Something I’ve been thinking about over the course of the last few weeks is whether religion is the answer to our problems and to the question of God (some may say they are one and the same). In many ways I am sympathetic toward theologians who envision a religionless Christianity (be it through Bonhoeffer or Tillich’s concept of dynamics and form). In the spirit of genuine curiosity, what is your take on religion? Is it a necessary component or hindrance to the universal message of the gospel?
March 22, 2007
March 22, 2007 at 12:21 pm
My take is that we something to leverage against ourselves. Something “good” needs to exist “outside” our current system of ethics and investments so that we can be fruitfully critiqued. Phrased other way, we need a place for prophets to stand. “God” functions as that “place,” the fulcrum and lever of moral change and critique.
March 22, 2007 at 1:47 pm
I want to say that religion has some sort of “answer”, since I’m a pastor and am supposed to say things like that, but when I look at the world it seems that a lot of the problems we are trying to “answer” were made in the name of religion.

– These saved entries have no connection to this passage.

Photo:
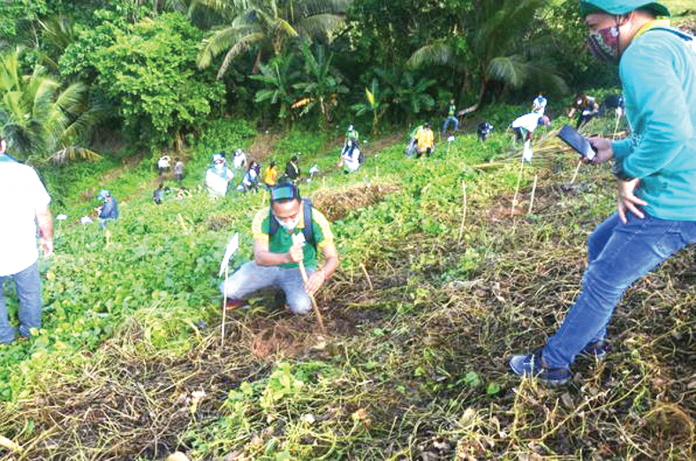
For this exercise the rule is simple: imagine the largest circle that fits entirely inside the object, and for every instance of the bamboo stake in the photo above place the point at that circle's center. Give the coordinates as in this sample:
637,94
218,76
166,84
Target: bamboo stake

I sat in a Barnes and Nobel a while back and read the preface to Richard Dawkin’s “The God Delusion”. In the preface, and later in the book, he asks readers to picture a world without religion, which is a world without religious-induced violence. He names some of the major problems in our world today, all of which are fueled by religion. If religion did not exist, does that mean these problems would not exist? Maybe, or maybe we would just find another outlet through which to fuel our hatred.
So, short answer to your question, religion is a necessary component to the universal message of the gospel. Long answer, it is not a necessary component.